Two characters dozed—or the actors pretended to doze—and dialogue slowed to the sort of dripping that holds no rhythm or pattern. Figures standing or sitting in the tableau mumbled and moved fitfully. Maybe they were prompting each other to speak according to the script, but maybe they were just talking, mostly inaudibly. No one left the stage, and the lights remained on it.

By now, many in the audience had walked out, but a surprising number stayed, sitting in the dark and happy enough to waste time doing so. They watched half-heartedly. Some whispered to neighbors, some dozed in parallel with the characters, and others stared at their programs or amused themselves with the devices they’d carried in.
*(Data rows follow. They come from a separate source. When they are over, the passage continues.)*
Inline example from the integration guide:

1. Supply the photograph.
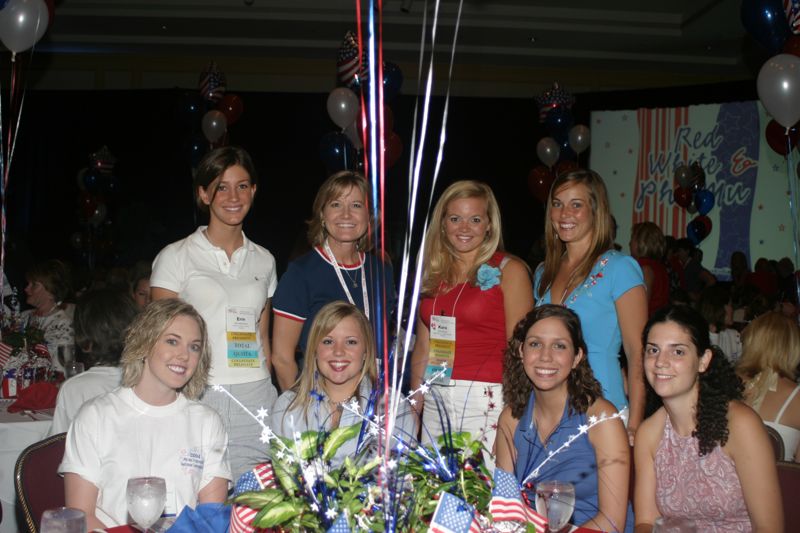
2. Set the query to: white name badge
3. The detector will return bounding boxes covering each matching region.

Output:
[225,307,261,368]
[423,315,456,385]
If they’d paid, they might expect more, but no one did pay. They wandered into the theater believing they could be amused or, at the very least, less bored. Though they understood no great actor would appear in a play with no prayer of profit, they hoped for something better than amateur, anything noteworthy. Their standards for “noteworthy” were low. Their hopes hadn’t been disappointed or fulfilled. Something might yet happen.

In the third row, house right, a professor mused instead of watching. He stifled an urge to chuckle as his mind circled grand philosophical questions, like “What makes something a play?” and “What constitutes a theater?” and “What does it mean to pretend?” He’d worked his way into two or three important discoveries, he felt, and decided to write them down when the play was over.

If he’d aired his insights, the yawning sweeping back and forth through the remaining audience might be even more contagious. His sort of interest is rare for a reason, and the people didn’t stay in their seats to answer any question they could articulate. The inertia holding them came from their lives, which—little different from this play—drifted there awaiting the impulse to drift elsewhere.

No one noticed, but an actor who appeared to be dozing died, so—in a way—something had happened. However, he passed unaccompanied by any dramatic sign, and the actors and audience had stopped expecting anything of him anyway. They’d have to watch in a different way to notice. They no longer thought about consequence because it was a play—the professor might say it’s all a play—and therefore nothing material.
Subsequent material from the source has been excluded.